Starting the process of genome assembly with long reads

I have struggled to find a clean pipeline for de novo assembling long read data from large eukaryotes. I have reads from PacBio RS II as well as Sequel. RS II read files are .h5 and sequel files are .bam. An explanation of the bam format is here, it is not just an alignment format:

At this stage I am planning to convert .h5 files to .bam and then use Falcon to assemble (hoping the coverge is enough) and then map short reads (Illumina) to the contigs – perhaps with Pilon? Early days so we will see what eventuates along the way. I will post script as I go.
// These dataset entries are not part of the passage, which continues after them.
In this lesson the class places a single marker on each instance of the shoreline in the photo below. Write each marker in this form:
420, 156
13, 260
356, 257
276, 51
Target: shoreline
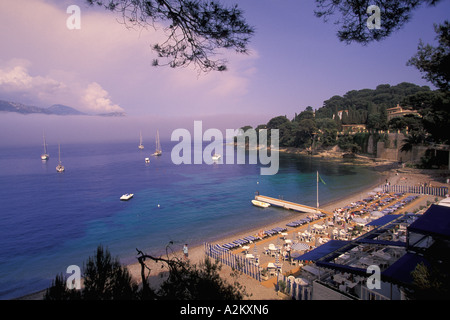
394, 175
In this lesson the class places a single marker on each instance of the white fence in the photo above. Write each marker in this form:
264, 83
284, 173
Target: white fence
240, 263
434, 191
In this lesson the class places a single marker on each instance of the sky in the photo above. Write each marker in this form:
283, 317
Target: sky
295, 61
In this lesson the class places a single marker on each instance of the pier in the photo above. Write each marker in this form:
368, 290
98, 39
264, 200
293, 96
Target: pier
290, 205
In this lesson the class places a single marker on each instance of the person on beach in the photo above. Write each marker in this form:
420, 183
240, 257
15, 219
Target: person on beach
185, 251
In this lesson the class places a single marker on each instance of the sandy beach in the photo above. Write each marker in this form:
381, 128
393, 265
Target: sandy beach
265, 290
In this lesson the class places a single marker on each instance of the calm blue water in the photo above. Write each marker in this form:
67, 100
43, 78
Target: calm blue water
49, 221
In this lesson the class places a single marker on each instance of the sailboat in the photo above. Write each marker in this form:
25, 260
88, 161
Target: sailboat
141, 146
45, 155
59, 167
158, 151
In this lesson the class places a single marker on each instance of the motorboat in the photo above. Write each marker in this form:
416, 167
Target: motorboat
260, 204
45, 155
59, 167
158, 150
126, 196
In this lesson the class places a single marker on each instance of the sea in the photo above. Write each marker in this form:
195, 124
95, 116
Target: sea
50, 221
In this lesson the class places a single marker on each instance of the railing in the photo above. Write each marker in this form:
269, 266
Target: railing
240, 263
433, 191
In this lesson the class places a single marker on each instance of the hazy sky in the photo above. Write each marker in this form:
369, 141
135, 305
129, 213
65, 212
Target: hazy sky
295, 61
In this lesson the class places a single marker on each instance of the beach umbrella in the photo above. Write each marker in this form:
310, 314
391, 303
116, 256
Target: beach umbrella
300, 246
359, 221
376, 214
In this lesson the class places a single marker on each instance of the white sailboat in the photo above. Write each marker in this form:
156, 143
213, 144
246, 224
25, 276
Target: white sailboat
59, 167
158, 151
45, 155
141, 146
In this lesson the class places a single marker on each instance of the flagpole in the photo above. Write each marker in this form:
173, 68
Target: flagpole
317, 190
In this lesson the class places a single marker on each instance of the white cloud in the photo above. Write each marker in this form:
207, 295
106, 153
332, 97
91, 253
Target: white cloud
18, 79
96, 99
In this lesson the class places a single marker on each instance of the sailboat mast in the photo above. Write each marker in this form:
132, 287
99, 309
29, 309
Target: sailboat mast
317, 190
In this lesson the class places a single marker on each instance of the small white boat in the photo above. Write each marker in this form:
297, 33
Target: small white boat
260, 204
59, 167
127, 196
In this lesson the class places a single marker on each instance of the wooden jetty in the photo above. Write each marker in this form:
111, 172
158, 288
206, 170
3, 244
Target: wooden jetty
290, 205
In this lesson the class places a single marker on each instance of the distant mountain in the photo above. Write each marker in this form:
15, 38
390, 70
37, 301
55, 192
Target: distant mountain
112, 114
56, 109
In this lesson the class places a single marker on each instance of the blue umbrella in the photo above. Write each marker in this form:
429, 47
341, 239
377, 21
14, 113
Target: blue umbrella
300, 246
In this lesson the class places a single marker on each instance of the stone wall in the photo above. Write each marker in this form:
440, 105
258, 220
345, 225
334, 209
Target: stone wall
390, 150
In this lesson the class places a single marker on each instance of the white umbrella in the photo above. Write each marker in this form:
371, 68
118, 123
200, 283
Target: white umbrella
360, 221
376, 214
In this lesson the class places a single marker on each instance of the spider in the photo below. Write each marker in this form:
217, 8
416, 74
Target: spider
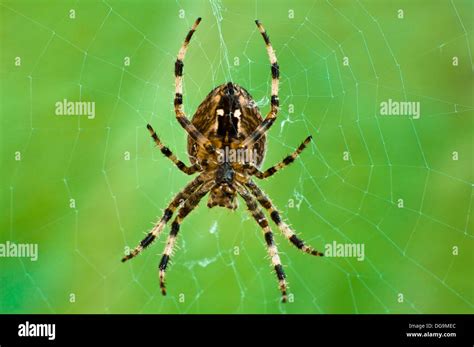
227, 121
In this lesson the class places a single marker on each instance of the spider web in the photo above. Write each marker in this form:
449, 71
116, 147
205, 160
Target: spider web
220, 264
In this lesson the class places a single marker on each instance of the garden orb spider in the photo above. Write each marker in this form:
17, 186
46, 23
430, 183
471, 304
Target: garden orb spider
228, 120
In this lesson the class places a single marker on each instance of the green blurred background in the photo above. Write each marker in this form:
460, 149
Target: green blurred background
220, 265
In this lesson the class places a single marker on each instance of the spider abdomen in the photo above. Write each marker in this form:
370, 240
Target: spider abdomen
226, 117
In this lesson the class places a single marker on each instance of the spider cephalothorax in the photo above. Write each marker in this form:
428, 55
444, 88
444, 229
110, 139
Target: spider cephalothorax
226, 145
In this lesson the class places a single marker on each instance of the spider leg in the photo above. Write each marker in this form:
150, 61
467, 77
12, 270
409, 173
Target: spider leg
188, 206
271, 116
178, 98
258, 215
285, 162
275, 215
189, 170
167, 214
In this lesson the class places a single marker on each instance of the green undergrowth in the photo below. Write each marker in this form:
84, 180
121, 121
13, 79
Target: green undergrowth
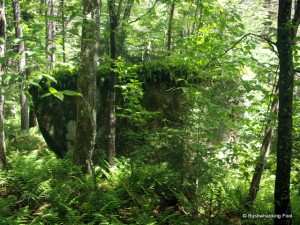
41, 189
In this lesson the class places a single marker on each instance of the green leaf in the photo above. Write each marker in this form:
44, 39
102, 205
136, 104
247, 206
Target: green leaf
71, 93
49, 77
46, 95
52, 90
59, 95
15, 40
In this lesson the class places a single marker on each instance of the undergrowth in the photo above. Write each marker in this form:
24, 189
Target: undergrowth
41, 189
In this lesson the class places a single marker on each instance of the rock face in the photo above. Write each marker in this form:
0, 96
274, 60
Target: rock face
57, 118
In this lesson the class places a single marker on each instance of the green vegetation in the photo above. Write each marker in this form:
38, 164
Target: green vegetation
151, 112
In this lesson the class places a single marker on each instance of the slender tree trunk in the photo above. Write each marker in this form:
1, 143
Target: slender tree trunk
21, 65
264, 154
63, 30
32, 118
269, 130
86, 105
170, 26
3, 162
285, 119
50, 33
112, 82
122, 33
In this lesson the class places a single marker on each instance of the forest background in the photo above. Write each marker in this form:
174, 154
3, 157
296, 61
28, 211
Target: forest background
149, 112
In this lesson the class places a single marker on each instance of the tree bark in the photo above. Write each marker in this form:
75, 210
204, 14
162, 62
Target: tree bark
264, 154
3, 161
170, 26
50, 33
63, 22
21, 64
113, 16
285, 120
86, 105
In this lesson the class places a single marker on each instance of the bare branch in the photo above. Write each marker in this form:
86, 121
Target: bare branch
271, 43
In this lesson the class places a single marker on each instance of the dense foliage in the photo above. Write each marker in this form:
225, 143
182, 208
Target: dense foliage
186, 92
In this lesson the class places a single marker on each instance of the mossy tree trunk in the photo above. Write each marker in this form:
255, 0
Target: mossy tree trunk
50, 33
21, 64
114, 19
3, 162
285, 32
86, 106
170, 26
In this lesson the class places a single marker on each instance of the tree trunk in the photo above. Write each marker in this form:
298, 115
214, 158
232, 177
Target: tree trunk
285, 120
170, 26
63, 22
21, 64
50, 33
3, 162
264, 153
113, 16
86, 105
32, 118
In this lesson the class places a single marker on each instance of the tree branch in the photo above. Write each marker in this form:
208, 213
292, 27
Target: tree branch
271, 43
147, 13
296, 19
Things to do better next time

I have had some errors found in my assembled transcriptomes when they were submitted to NCBI. It appears that I missed a couple of quality control steps at the trimming stage.

What I have learnt:

  • after using the default trimmomatic settings – check the data before proceeding.
  • incorporate a file with all Illumina primers for identifying and trimming these from reads.
  • use bbduk to help with this process – as other residual primers may be there – from previous runs on the machine (
  • screen the raw data for contaminants, eg. bacterial, human and other non-target sequences. Seems my transcriptomes included a  few sequences from humans, gorilla and chimp!!
  • None of this really affected my analysis and, in fact, was such a small proportion of the assembled transcriptome BUT – the assemblies are now a bit questionable and should be done again.